In Doug Ford's new round of health care restructuring, years of mergers and takeovers and partnerships and so on are supposed to result, according to the current minister, in 30 to 50 giant health-care conglomerates running virtually all services for up to 15 million Ontarians. Each conglomerate would be made up of hundreds of mergers, service transfers and takeovers, but also some separate entities: 1,800 service providers are to be pushed into these groupings. Each conglomerate will need a new tier of administration to run the relationship between its various parts.
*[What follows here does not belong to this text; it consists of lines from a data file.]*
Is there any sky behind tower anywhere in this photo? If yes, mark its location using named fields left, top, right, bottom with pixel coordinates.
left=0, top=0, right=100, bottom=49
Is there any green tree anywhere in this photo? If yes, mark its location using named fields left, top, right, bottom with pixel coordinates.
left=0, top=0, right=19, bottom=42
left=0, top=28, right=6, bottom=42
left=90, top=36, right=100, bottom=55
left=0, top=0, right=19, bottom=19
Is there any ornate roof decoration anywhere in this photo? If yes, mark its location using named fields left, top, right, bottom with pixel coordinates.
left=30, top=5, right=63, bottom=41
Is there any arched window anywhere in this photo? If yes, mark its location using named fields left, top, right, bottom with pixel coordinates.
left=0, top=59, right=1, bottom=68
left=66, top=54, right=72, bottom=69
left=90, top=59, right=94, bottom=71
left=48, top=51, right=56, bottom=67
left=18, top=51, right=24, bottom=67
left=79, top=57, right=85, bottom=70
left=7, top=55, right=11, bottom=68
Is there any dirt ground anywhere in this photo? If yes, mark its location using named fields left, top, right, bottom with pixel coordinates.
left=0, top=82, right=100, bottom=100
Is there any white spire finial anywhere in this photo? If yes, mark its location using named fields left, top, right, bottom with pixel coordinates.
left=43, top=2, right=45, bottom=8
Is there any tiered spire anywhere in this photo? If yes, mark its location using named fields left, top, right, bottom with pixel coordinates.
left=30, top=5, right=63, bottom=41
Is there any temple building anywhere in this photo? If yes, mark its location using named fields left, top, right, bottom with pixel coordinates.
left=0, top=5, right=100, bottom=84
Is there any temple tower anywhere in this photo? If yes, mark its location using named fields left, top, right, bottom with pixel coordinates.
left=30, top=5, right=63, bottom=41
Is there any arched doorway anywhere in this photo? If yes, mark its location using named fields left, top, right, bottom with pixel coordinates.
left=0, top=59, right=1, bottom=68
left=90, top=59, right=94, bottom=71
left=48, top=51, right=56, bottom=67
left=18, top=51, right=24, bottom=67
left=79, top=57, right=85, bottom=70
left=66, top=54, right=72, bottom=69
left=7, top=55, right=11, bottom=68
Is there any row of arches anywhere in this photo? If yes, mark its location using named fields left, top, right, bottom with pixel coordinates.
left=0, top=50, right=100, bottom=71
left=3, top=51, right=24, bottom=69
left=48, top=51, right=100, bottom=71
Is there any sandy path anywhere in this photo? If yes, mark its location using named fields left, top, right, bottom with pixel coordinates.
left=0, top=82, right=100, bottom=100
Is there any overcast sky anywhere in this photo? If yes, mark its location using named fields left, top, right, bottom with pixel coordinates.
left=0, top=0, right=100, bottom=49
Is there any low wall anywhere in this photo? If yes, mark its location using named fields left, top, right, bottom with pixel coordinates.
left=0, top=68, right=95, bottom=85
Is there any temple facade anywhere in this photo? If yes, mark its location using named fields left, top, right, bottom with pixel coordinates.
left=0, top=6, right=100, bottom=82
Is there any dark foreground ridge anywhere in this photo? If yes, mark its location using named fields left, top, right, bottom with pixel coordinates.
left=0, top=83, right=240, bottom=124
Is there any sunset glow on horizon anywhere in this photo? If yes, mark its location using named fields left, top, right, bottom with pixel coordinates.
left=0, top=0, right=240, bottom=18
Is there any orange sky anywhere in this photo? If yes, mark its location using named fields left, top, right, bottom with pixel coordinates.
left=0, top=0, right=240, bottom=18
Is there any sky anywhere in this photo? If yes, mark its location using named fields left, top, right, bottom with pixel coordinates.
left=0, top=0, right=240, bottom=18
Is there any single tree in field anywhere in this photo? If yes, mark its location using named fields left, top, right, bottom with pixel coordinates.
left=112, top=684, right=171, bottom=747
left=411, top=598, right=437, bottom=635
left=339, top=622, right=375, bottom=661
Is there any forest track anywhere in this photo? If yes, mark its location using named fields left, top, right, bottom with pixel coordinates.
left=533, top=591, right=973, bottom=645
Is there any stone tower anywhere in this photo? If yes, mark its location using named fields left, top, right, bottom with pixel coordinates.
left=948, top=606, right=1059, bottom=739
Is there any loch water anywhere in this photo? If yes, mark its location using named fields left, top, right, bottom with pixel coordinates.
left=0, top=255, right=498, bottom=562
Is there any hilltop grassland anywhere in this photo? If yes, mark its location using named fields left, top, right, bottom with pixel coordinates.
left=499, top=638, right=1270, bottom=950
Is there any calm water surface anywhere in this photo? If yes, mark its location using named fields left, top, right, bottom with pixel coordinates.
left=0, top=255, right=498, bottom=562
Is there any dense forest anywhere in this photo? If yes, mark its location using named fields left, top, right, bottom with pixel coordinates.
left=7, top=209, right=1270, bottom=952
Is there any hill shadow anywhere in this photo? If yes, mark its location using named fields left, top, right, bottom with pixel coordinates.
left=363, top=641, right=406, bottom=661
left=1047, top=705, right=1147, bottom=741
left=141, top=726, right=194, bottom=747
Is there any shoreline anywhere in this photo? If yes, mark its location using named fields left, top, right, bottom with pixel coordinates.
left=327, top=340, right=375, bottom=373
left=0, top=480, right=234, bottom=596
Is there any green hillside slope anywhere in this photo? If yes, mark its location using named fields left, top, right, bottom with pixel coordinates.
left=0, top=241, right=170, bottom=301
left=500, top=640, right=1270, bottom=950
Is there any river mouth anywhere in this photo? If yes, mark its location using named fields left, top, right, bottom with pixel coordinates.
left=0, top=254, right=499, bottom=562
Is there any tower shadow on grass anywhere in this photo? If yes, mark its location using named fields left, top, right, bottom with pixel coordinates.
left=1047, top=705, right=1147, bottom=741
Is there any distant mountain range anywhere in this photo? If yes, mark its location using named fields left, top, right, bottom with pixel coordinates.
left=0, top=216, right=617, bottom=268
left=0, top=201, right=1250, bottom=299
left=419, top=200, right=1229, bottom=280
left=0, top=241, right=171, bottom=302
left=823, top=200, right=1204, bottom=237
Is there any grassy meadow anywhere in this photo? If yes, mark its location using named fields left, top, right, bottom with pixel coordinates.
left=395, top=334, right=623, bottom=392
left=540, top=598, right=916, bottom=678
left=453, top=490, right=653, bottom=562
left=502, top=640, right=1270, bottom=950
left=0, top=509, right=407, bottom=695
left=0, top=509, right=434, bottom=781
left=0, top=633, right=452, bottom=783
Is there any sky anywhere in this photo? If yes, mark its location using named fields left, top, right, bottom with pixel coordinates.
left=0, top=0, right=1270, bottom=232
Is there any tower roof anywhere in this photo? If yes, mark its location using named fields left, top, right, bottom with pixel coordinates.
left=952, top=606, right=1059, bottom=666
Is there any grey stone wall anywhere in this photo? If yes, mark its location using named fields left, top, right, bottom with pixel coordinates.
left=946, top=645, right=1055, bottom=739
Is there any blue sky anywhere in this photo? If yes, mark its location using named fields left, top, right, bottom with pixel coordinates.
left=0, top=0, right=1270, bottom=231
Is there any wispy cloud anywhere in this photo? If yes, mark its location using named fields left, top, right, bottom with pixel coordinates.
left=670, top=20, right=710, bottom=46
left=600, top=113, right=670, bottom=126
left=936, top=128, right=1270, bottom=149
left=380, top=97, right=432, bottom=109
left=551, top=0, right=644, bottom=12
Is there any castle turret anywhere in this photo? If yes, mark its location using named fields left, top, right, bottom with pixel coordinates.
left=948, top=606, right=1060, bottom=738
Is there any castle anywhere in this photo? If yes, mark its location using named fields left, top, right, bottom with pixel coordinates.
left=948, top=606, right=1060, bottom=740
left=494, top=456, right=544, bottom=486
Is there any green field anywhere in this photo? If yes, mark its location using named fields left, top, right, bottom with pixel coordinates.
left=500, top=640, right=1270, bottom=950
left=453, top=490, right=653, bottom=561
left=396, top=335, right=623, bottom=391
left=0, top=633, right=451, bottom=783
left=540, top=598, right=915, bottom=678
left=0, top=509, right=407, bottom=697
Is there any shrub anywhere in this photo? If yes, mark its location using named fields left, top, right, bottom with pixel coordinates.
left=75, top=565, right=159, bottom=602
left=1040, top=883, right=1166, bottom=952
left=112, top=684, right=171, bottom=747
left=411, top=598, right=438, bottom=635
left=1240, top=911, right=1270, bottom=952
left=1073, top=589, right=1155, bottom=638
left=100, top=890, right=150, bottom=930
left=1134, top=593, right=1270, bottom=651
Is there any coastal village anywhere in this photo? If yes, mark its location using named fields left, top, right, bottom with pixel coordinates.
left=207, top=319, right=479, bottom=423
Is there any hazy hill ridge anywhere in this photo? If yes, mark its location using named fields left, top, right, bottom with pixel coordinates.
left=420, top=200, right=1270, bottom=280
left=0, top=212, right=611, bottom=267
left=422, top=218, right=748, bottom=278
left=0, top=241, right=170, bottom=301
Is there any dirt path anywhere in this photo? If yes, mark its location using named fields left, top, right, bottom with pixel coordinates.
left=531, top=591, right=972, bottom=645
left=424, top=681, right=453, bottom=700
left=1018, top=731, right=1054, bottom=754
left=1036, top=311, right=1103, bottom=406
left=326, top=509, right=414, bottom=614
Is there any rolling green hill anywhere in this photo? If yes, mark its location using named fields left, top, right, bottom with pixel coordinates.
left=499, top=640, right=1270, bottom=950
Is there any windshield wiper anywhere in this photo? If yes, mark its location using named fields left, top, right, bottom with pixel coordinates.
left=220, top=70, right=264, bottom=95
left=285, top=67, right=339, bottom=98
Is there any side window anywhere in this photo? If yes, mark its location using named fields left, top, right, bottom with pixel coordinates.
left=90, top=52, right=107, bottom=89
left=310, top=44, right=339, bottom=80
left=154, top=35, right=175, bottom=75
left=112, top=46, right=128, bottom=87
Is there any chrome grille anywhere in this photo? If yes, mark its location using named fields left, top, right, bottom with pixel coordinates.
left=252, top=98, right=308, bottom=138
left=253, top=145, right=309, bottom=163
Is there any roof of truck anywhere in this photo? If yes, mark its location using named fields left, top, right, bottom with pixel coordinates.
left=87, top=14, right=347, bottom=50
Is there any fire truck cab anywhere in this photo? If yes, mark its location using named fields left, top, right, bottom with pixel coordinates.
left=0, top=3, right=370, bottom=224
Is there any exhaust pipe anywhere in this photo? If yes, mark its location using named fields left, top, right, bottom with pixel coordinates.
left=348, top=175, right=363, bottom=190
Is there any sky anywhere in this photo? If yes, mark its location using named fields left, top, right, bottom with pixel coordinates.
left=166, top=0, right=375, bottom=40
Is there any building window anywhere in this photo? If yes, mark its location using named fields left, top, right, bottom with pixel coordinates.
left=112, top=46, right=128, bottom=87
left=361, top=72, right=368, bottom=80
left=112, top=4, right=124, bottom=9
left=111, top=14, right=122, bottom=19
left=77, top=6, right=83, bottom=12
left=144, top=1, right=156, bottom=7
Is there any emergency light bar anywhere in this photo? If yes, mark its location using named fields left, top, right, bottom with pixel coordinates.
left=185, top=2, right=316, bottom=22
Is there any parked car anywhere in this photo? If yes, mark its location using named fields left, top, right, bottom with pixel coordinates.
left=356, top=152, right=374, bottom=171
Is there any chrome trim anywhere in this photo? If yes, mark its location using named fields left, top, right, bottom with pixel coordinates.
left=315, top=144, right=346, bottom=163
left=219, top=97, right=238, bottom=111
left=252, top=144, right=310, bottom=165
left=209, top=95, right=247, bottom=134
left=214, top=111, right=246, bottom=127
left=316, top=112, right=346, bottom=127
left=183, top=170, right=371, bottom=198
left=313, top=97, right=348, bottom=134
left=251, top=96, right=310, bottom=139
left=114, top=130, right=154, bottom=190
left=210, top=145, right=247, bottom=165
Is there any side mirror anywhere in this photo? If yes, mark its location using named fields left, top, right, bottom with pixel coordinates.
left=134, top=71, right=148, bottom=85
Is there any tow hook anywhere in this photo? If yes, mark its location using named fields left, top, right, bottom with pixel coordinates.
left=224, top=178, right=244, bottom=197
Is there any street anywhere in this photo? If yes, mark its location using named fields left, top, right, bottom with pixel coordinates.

That equals 30 to 50 new administrations plus the mothership "super agency." The administration of the conglomerates will be owned by the providers themselves in their interest, not public oversight in the public interests. This is worse than what already exists.

Virtually all the democratic protections, paltry as they were in previous legislation, have been stripped out of the new omnibus law. There are no principles at all to guide restructuring, no mention of equity, no open board meetings for the super agency, no appeals of restructuring decisions, no requirement for public input or democratic process. There is no evaluation system for the vast new restructuring. There was no public consultation prior to this Bill. In fact, the first job of a public health care system is to measure and plan to meet the population's need for care. But the Ford government's new health care omnibus bill does not require the super agency (or anyone else) to actually do this.

Given how opaque the whole process has been, it is hard to know whether the Ford government realizes the full scope and implications of what it is doing. In the coming weeks, we will learn whether they will hold any public hearings at all on the new law. Not only because we have a longstanding process of legislative democracy that should be respected, but also because it is essential to sound policymaking, the Ford government must hit "pause," engage in proper public consultation and make a new priority of actually improving access to public health care services for the people of our province.